What is fascinating here is not the sentiment, but what's missing from it. The P-word.
To invoke patriotism seriously is to brand yourself either an old fogy or a right-wing bully. If Barack Obama spoke about patriotism with the sort of passion he expends on unity, many would take him for some sort of demagogue.
But what on Earth could he mean by unity other than a kind of patriotic esprit de corps for the good of his country?

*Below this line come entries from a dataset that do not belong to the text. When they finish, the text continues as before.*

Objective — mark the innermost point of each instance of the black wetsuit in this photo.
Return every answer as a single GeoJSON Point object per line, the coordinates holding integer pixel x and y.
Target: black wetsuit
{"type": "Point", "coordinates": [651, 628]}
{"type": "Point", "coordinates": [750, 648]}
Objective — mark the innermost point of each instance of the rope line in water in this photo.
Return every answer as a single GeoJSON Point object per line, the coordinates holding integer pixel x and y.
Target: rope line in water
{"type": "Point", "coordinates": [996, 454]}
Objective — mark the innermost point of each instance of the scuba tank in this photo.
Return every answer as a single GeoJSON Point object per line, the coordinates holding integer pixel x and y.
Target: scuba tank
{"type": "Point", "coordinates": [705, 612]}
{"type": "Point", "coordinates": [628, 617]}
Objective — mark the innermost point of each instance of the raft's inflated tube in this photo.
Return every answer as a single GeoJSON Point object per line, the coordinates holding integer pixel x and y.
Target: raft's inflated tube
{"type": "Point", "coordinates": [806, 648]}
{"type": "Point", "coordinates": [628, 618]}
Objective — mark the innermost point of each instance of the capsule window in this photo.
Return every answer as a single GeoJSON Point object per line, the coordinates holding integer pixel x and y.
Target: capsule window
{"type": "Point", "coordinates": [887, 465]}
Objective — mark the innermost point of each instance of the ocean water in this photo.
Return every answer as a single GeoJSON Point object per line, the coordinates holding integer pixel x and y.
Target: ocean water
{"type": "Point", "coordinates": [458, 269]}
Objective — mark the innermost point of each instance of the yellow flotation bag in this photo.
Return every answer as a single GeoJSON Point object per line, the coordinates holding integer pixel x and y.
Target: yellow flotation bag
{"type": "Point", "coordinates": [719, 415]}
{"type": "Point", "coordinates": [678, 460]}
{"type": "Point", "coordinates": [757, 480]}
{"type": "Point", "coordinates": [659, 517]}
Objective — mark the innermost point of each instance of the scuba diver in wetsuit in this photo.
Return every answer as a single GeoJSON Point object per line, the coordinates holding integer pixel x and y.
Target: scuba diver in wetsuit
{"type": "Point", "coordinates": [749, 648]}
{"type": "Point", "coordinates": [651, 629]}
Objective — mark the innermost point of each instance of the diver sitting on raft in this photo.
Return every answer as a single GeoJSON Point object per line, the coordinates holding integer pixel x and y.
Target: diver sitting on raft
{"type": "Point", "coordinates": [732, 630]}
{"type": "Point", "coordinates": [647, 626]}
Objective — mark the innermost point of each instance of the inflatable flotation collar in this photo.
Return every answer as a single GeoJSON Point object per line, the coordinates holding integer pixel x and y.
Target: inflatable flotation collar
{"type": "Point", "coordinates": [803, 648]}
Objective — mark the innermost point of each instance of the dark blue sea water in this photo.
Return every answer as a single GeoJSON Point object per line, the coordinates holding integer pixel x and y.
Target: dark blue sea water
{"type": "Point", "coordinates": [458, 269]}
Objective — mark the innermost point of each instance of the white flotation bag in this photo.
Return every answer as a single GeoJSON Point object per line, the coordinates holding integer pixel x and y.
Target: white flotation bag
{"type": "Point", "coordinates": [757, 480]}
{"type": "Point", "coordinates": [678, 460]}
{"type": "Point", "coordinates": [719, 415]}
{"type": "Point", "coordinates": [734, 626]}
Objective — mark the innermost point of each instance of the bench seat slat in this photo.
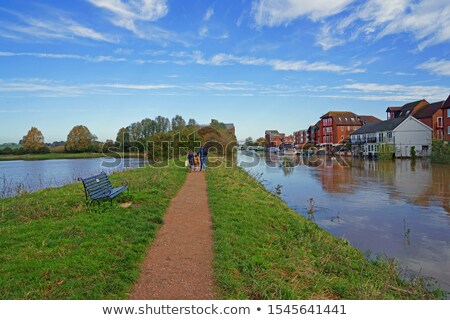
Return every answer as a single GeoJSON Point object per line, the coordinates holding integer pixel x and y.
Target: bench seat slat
{"type": "Point", "coordinates": [100, 187]}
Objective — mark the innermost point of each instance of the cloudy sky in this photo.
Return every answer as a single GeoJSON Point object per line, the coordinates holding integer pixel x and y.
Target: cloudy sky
{"type": "Point", "coordinates": [258, 63]}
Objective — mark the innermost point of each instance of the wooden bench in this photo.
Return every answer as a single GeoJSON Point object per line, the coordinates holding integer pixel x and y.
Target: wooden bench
{"type": "Point", "coordinates": [99, 187]}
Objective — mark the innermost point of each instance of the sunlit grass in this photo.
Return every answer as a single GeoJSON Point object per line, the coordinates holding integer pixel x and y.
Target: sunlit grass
{"type": "Point", "coordinates": [52, 246]}
{"type": "Point", "coordinates": [264, 250]}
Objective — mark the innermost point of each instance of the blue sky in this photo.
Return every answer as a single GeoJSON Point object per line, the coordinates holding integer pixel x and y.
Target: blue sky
{"type": "Point", "coordinates": [258, 63]}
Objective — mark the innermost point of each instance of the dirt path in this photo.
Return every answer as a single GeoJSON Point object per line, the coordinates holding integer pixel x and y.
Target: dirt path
{"type": "Point", "coordinates": [179, 263]}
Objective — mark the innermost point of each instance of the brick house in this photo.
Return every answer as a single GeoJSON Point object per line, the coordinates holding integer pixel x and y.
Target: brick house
{"type": "Point", "coordinates": [337, 126]}
{"type": "Point", "coordinates": [311, 134]}
{"type": "Point", "coordinates": [274, 138]}
{"type": "Point", "coordinates": [300, 137]}
{"type": "Point", "coordinates": [446, 119]}
{"type": "Point", "coordinates": [408, 109]}
{"type": "Point", "coordinates": [432, 116]}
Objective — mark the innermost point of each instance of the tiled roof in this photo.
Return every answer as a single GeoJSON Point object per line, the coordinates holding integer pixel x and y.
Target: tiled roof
{"type": "Point", "coordinates": [381, 126]}
{"type": "Point", "coordinates": [410, 107]}
{"type": "Point", "coordinates": [369, 119]}
{"type": "Point", "coordinates": [342, 118]}
{"type": "Point", "coordinates": [446, 104]}
{"type": "Point", "coordinates": [394, 109]}
{"type": "Point", "coordinates": [429, 110]}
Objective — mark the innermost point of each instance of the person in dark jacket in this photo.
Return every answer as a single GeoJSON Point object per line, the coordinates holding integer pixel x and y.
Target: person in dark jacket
{"type": "Point", "coordinates": [191, 160]}
{"type": "Point", "coordinates": [203, 154]}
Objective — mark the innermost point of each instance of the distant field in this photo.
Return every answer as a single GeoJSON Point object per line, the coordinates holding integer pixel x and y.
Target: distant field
{"type": "Point", "coordinates": [12, 146]}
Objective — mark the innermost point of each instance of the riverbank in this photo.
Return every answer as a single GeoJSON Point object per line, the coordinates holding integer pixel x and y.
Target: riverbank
{"type": "Point", "coordinates": [65, 156]}
{"type": "Point", "coordinates": [264, 250]}
{"type": "Point", "coordinates": [53, 247]}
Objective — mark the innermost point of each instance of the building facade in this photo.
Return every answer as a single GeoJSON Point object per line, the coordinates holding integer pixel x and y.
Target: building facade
{"type": "Point", "coordinates": [446, 119]}
{"type": "Point", "coordinates": [432, 116]}
{"type": "Point", "coordinates": [300, 138]}
{"type": "Point", "coordinates": [400, 135]}
{"type": "Point", "coordinates": [337, 126]}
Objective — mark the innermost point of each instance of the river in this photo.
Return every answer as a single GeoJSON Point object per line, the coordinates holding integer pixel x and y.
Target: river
{"type": "Point", "coordinates": [400, 208]}
{"type": "Point", "coordinates": [28, 176]}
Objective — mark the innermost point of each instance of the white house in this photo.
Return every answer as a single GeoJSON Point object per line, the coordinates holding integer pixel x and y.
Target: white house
{"type": "Point", "coordinates": [403, 133]}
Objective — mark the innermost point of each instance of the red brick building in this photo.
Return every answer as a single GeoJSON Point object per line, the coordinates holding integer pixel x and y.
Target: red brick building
{"type": "Point", "coordinates": [300, 137]}
{"type": "Point", "coordinates": [337, 126]}
{"type": "Point", "coordinates": [432, 116]}
{"type": "Point", "coordinates": [274, 138]}
{"type": "Point", "coordinates": [409, 109]}
{"type": "Point", "coordinates": [446, 119]}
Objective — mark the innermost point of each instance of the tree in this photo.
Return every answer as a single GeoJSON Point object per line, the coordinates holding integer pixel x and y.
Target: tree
{"type": "Point", "coordinates": [33, 141]}
{"type": "Point", "coordinates": [261, 142]}
{"type": "Point", "coordinates": [80, 139]}
{"type": "Point", "coordinates": [148, 127]}
{"type": "Point", "coordinates": [123, 139]}
{"type": "Point", "coordinates": [178, 122]}
{"type": "Point", "coordinates": [162, 125]}
{"type": "Point", "coordinates": [192, 123]}
{"type": "Point", "coordinates": [249, 141]}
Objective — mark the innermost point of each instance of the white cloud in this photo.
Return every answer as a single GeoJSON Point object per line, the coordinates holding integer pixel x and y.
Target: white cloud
{"type": "Point", "coordinates": [425, 20]}
{"type": "Point", "coordinates": [58, 28]}
{"type": "Point", "coordinates": [62, 56]}
{"type": "Point", "coordinates": [274, 13]}
{"type": "Point", "coordinates": [127, 13]}
{"type": "Point", "coordinates": [209, 13]}
{"type": "Point", "coordinates": [439, 67]}
{"type": "Point", "coordinates": [393, 92]}
{"type": "Point", "coordinates": [48, 88]}
{"type": "Point", "coordinates": [276, 64]}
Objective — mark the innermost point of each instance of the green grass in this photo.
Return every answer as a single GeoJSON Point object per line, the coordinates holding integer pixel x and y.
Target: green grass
{"type": "Point", "coordinates": [11, 146]}
{"type": "Point", "coordinates": [56, 156]}
{"type": "Point", "coordinates": [53, 247]}
{"type": "Point", "coordinates": [264, 250]}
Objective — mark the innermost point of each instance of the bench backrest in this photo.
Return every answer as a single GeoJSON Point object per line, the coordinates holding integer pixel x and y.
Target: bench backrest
{"type": "Point", "coordinates": [97, 186]}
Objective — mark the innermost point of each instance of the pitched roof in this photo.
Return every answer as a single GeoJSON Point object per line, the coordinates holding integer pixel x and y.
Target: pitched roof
{"type": "Point", "coordinates": [381, 126]}
{"type": "Point", "coordinates": [446, 104]}
{"type": "Point", "coordinates": [410, 107]}
{"type": "Point", "coordinates": [342, 118]}
{"type": "Point", "coordinates": [368, 119]}
{"type": "Point", "coordinates": [429, 110]}
{"type": "Point", "coordinates": [394, 109]}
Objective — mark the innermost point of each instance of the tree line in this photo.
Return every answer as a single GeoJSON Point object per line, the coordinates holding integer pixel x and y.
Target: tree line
{"type": "Point", "coordinates": [161, 133]}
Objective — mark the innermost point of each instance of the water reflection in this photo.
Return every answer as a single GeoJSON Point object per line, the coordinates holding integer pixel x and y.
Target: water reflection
{"type": "Point", "coordinates": [21, 176]}
{"type": "Point", "coordinates": [398, 208]}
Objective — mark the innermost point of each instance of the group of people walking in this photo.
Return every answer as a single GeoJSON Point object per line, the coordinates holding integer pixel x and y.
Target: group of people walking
{"type": "Point", "coordinates": [197, 162]}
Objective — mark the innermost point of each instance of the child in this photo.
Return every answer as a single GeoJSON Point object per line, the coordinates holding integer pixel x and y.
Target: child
{"type": "Point", "coordinates": [196, 163]}
{"type": "Point", "coordinates": [190, 157]}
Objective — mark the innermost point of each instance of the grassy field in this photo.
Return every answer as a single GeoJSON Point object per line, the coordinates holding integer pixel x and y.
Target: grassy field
{"type": "Point", "coordinates": [55, 156]}
{"type": "Point", "coordinates": [264, 250]}
{"type": "Point", "coordinates": [53, 247]}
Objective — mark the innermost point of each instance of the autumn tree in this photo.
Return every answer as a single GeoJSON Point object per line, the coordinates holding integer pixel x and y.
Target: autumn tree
{"type": "Point", "coordinates": [192, 123]}
{"type": "Point", "coordinates": [80, 139]}
{"type": "Point", "coordinates": [34, 141]}
{"type": "Point", "coordinates": [123, 139]}
{"type": "Point", "coordinates": [261, 142]}
{"type": "Point", "coordinates": [178, 123]}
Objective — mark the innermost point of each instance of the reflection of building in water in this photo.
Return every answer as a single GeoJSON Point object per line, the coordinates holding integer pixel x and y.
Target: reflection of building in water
{"type": "Point", "coordinates": [417, 182]}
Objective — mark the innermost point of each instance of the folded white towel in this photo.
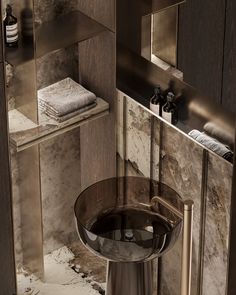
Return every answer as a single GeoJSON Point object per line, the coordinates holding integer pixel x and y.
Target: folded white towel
{"type": "Point", "coordinates": [219, 133]}
{"type": "Point", "coordinates": [61, 119]}
{"type": "Point", "coordinates": [212, 144]}
{"type": "Point", "coordinates": [64, 97]}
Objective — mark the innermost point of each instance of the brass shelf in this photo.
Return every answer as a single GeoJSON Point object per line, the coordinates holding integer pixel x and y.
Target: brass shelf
{"type": "Point", "coordinates": [24, 133]}
{"type": "Point", "coordinates": [62, 32]}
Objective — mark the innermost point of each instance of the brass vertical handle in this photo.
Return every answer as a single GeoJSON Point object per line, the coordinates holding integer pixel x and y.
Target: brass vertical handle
{"type": "Point", "coordinates": [186, 271]}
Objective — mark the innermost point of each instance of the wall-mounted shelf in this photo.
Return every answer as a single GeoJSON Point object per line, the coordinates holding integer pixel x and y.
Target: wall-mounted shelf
{"type": "Point", "coordinates": [59, 33]}
{"type": "Point", "coordinates": [24, 133]}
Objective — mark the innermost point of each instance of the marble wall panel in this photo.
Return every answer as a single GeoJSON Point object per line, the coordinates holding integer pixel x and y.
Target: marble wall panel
{"type": "Point", "coordinates": [181, 168]}
{"type": "Point", "coordinates": [138, 137]}
{"type": "Point", "coordinates": [60, 184]}
{"type": "Point", "coordinates": [57, 65]}
{"type": "Point", "coordinates": [217, 226]}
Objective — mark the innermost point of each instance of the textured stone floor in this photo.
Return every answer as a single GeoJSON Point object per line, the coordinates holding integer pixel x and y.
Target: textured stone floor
{"type": "Point", "coordinates": [69, 270]}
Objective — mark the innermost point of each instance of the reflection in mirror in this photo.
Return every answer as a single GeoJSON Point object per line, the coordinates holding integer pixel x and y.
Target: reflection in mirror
{"type": "Point", "coordinates": [148, 56]}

Indeed, patriotism is far preferable to mere unity. (Mafia syndicates and terrorist cells are unified, after all.) Patriotism is a species of unity that has some redeeming moral and philosophical substance to it. In America, patriotism - as opposed to, say, nationalism - is a love for a creed, a dedication to what is best about the "American way." Nationalism, a romantic sensibility, says, "My country is always right." Patriots hope that their nation will make the right choice.
If you read the speeches of leading Democrats before the Vietnam War, it's amazing how comfortable they were with patriotic rhetoric. "Ask not what your country can do for you - ask what you can do for your country" stands foursquare against so much of our entitlement culture.
Vietnam, of course, changed that. "The tragedy of the left," Todd Gitlin wrote in his 2006 book, "The Intellectuals and the Flag," "is that, having achieved an unprecedented victory in helping stop an appalling war, it then proceeded to commit suicide."